Rediseña tu espacio: cómo tu casa puede trabajar a favor de tu TDAH

Tu casa no está desordenada por pereza. Tu cerebro necesita un espacio que trabaje a favor, no en contra. Organización casa TDAH que funciona de verdad.

Mi entrada tiene un gancho.

No es metáfora. Es un gancho literal de Ikea, atornillado a la pared, al lado de la puerta. Y ahí cuelgan tres cosas: las llaves, la cartera y los auriculares.

Siempre.

No hay debate. No hay "hoy las dejo en el bolsillo de la chaqueta" ni "las pongo en la mesita del salón un momento". Si no están en el gancho, no existen. Para mi cerebro es así de binario. Si algo no está donde siempre está, desaparece del mapa. Como si nunca hubiera existido.

He perdido tres llaves antes de aprender esto.

Tres.

La primera la encontré en el bolsillo de un pantalón que llevaba sin usar dos semanas. La segunda sigue desaparecida. Llevo dos años convencido de que está dentro de un cajón en algún sitio, pero no sé en cuál. Y la tercera se quedó dentro de casa mientras yo estaba fuera. A las once de la noche. Un martes. Sin cartera.

Después de la tercera llave decidí que mi cerebro no iba a cambiar. Pero mi casa sí podía.

¿Por qué tu casa parece un campo de batalla aunque lo intentes?

Porque tu casa está diseñada para un cerebro que no es el tuyo.

Piénsalo. Las casas funcionan con reglas invisibles. Cada cosa tiene un sitio. La ropa va al armario, los papeles van al cajón, los zapatos van al zapatero. Y un cerebro normal aprende esos sitios, los automatiza, y los ejecuta sin pensar.

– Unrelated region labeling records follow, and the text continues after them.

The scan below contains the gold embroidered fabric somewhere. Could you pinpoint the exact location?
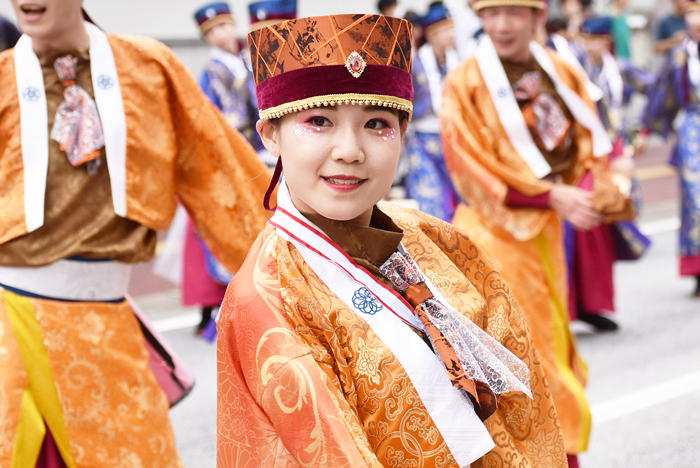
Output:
[217,207,566,468]
[502,57,576,175]
[440,52,621,241]
[0,50,157,266]
[0,34,271,272]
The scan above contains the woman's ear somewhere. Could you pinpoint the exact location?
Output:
[399,119,408,138]
[255,119,281,158]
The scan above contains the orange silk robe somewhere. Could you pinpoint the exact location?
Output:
[0,35,270,468]
[0,34,270,271]
[217,206,567,468]
[440,52,608,453]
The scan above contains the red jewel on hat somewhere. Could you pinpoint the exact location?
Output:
[345,52,367,78]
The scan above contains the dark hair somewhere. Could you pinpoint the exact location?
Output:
[377,0,398,13]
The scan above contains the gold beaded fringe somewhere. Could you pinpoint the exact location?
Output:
[472,0,547,11]
[260,94,413,120]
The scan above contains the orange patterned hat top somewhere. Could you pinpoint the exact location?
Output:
[248,14,413,120]
[471,0,548,11]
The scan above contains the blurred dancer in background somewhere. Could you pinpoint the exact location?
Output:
[654,0,688,54]
[440,0,636,467]
[0,0,269,468]
[644,0,700,298]
[565,17,653,331]
[405,2,459,222]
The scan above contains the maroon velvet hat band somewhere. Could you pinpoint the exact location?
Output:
[256,65,413,111]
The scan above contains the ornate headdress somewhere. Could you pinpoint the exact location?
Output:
[471,0,547,12]
[248,0,297,31]
[248,14,413,120]
[194,2,236,34]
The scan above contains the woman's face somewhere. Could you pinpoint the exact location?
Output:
[258,105,403,225]
[12,0,83,42]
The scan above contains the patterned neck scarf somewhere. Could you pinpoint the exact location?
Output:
[51,55,105,174]
[379,252,532,421]
[513,72,571,151]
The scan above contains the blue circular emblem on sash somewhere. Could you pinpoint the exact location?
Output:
[22,86,39,102]
[97,75,114,89]
[352,288,384,315]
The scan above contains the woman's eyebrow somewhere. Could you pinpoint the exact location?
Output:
[365,106,396,114]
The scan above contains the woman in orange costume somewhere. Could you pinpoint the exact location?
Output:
[0,0,269,468]
[440,0,626,466]
[217,11,566,468]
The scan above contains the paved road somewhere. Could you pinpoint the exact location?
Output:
[142,226,700,468]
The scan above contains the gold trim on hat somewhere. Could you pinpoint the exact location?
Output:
[260,94,413,120]
[472,0,547,11]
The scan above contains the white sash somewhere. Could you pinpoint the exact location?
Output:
[15,22,126,232]
[685,39,700,95]
[550,34,603,102]
[601,54,625,109]
[476,37,612,178]
[269,180,494,467]
[475,34,552,179]
[530,41,612,157]
[418,44,459,115]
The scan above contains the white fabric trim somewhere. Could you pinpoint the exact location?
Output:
[85,22,126,217]
[550,33,603,102]
[475,34,552,179]
[685,39,700,98]
[600,54,625,109]
[15,35,49,232]
[530,41,612,157]
[270,180,495,467]
[0,260,132,302]
[418,43,459,115]
[15,22,126,227]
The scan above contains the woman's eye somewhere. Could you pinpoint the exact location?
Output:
[365,119,389,130]
[308,116,330,127]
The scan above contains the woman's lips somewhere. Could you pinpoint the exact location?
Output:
[19,4,46,22]
[323,175,367,192]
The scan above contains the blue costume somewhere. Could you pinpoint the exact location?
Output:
[405,4,459,221]
[644,40,700,283]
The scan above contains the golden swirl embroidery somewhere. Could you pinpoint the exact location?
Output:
[357,338,381,385]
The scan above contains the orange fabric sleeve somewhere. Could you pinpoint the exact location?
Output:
[217,229,381,468]
[150,46,271,273]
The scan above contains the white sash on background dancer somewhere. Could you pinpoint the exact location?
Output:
[685,39,700,97]
[14,22,126,232]
[269,180,494,467]
[550,33,603,102]
[476,36,612,178]
[418,44,459,117]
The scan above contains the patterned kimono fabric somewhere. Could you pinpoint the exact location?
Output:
[441,38,623,455]
[217,202,567,468]
[0,23,269,468]
[182,48,269,330]
[565,55,653,320]
[405,44,459,221]
[644,41,700,280]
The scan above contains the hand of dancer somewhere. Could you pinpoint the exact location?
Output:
[549,184,603,231]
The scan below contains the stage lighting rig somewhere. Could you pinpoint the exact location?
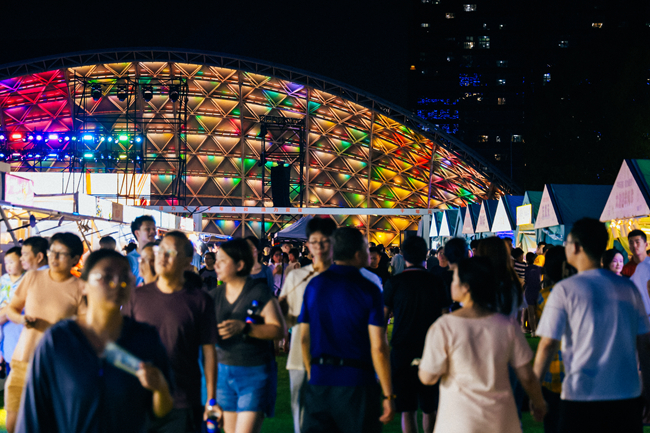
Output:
[142,86,153,102]
[117,86,128,102]
[90,84,102,101]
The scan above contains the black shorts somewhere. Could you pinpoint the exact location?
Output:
[300,383,382,433]
[558,397,643,433]
[391,366,440,413]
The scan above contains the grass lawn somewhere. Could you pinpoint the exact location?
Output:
[0,332,650,433]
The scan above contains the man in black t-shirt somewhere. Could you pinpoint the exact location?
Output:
[384,236,451,432]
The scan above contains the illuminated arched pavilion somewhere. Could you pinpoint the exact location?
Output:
[0,49,517,240]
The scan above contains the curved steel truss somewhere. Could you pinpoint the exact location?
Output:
[0,49,517,241]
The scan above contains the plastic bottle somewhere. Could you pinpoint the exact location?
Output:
[205,398,221,433]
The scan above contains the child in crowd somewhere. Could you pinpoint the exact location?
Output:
[0,247,25,376]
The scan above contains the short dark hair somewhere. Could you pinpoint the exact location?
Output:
[445,238,468,264]
[131,215,156,236]
[79,248,131,281]
[5,247,22,257]
[458,256,497,312]
[627,229,648,242]
[526,251,537,265]
[402,236,427,264]
[305,217,336,239]
[161,231,194,259]
[142,241,160,250]
[23,236,50,260]
[221,238,255,277]
[332,227,365,261]
[50,232,84,257]
[99,236,117,246]
[569,218,609,264]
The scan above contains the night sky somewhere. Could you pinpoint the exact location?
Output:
[0,0,409,106]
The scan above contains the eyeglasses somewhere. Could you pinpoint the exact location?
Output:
[47,250,72,259]
[88,272,135,289]
[153,247,178,259]
[307,239,331,247]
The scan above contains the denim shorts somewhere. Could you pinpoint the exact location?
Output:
[217,363,276,416]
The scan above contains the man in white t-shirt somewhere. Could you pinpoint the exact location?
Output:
[534,218,650,432]
[280,218,336,433]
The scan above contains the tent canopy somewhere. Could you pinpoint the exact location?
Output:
[600,159,650,221]
[475,200,499,233]
[275,215,313,241]
[535,184,612,233]
[491,195,524,233]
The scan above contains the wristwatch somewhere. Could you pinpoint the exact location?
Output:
[241,322,252,335]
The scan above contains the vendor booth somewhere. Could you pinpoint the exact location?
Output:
[535,184,612,245]
[600,159,650,254]
[474,200,499,238]
[515,191,542,253]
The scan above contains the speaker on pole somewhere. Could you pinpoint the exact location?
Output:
[271,165,291,207]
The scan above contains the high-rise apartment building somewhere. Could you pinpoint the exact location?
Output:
[409,0,650,181]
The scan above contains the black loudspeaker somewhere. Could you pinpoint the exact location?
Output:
[271,166,291,207]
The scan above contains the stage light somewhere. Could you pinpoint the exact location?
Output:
[142,86,153,102]
[117,86,127,102]
[90,84,102,101]
[169,86,180,102]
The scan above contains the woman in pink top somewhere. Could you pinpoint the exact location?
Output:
[419,257,546,433]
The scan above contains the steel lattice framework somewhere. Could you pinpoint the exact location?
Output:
[0,49,518,242]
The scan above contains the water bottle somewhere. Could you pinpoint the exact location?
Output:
[205,398,221,433]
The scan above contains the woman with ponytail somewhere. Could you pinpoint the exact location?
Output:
[419,257,546,433]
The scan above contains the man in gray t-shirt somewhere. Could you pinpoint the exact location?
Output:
[534,218,650,432]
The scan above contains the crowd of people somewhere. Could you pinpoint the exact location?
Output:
[0,216,650,433]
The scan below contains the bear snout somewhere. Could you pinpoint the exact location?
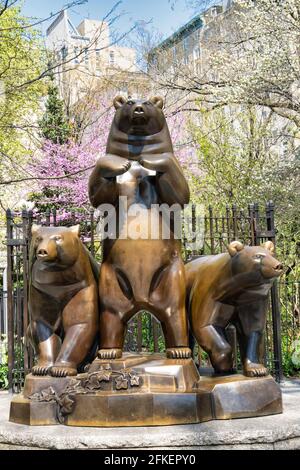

Un cerebro con TDAH no automatiza esas cosas. Para ti, guardar cada objeto en su sitio son 40 microdecisiones al día. 40 momentos donde tu cerebro tiene que pararse, pensar dónde va esto, abrir el sitio correcto, y depositarlo. Y si ya has gastado la cuota de decisiones del día en el trabajo, igual que cuando tienes 47 tareas pendientes y no puedes empezar ninguna, tu cerebro hace lo que hace siempre: elige la opción que requiere cero esfuerzo.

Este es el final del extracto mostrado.